Awal tahun ini, kelompok pemberontak Muslim di Thailand Selatan dan Pemerintah Thailand sepakat melakukan pembicaraan damai untuk mengakhiri konflik selama 9 tahun di sana.
Lebih dari 5000 orang tewas sejak konflik itu dimulai tahun 2004.
Tapi perjalanan menuju damai masih panjang....dan banyak yang menuduh media arus utama Thailand menggompori konflik itu.
Hama Baeluebae sedang mementaskan lagu Diker Hulu di Provinsi Yala di Thailand Selatan.
Ini adalah lagu tradisional yang sering didengar di daerah Selatan.
Lagu yang kebanyakan dinyanyikan pria ini liriknya dalam Bahasa Melayu.
“Kami menyanyikannya untuk menghibur masyarakat, untuk menenangkan mereka dan menyebarkan perdamaian lewat kata-kata dan irama lagu itu.”
Lirik lagu itu bercerita tentang kehidupan masyarakat sehari-hari dan harapan mereka akan datangnya perdamaian.
Tapi perdamaian sudah lama hilang di daerah itu sejak 2004....
Kelompok masyarakat Muslim Melayu merasa didiskriminasi dan dieksploitasi masyarakat Thailand yang mayoritas beragama Buddha.
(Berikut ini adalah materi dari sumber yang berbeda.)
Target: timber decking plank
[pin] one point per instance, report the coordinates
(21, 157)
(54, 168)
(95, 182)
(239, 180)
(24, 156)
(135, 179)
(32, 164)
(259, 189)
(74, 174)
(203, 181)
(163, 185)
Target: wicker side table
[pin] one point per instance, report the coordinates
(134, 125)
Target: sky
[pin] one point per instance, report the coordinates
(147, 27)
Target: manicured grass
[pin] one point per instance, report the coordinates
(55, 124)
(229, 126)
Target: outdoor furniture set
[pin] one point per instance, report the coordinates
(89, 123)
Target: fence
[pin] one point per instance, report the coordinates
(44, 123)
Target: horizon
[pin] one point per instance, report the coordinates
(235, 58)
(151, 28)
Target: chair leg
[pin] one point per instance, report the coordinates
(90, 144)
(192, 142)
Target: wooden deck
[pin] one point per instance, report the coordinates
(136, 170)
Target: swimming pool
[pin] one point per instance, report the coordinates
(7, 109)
Sejak itu mereka mulai berjuang untuk mendapatkan otonomi yang lebih besar.
Sejak saat itu, tembakan dari mobil dan bom terjadi setiap hari dengan korban sedikitnya 5000 orang.
Aktivis Angkana Neelapaijit kehilangan suaminya yang diculik karena mengadvokasi para pria Muslim yang dituduh menjadi pemberontak.
“Pemerintah tidak bisa membedakan mana yang gerakan pemberontak mana yang kejahatan biasa. Amnesty International mengatakan mereka menentang penghilangan paksa dan itu yang kami alami di daerah Selatan ini. Di sini ada aturan khusus yang membolehkan polisi menciduk siapa saja yang berbeda pandangan dengan pemerintah, bahkan bila mereka protes dengan damai. Pemerintah Thailand bisa melindungi orang-orang yang terlibat dalam pembicaraan damai tapi masyarakat biasa masih menghadapi hukuman yang berat.”
Deep South Watch adalah LSM lokal yang memonitor kekerasan yang terjadi sehari-hari di daerah Selatan dan perkembangan pembicaraan damai.
Srisompop Jitpiromsri adalah pendirinya.
“Kami tidak hanya fokus pada kekerasan yang masih terjadi tapi juga menyampaikan perkembangan perdamaian yang sedang berlangsung. Masyarakat butuh informasi semacam ini.”
LSM itu punya website bernama ‘Wartani’ yang populer di kalangan masyarakat Selatan.
Editornya Ismail Bin Muhammad Hayeewaeji mengatakan media mereka berbeda dengan media arus utama.
“Media dari luar provinsi menggambarkan kami seusai dengan pembacanya yang sebagian besar tinggal di luar Thailand Selatan. Mereka tidak melayani masyarakat lokal. Mereka bahkan tidak tahu apa yang sebenarnya terjadi di sini. Kami orang dari Selatan dan Muslim. Saya tidak bermaksud menyinggung soal agama atau ras tapi di sini itu isu sensitif. Masyarakat hanya percaya pada orang-orang yang punya bahasa sama dengan mereka ketimbang media di daerah lain.”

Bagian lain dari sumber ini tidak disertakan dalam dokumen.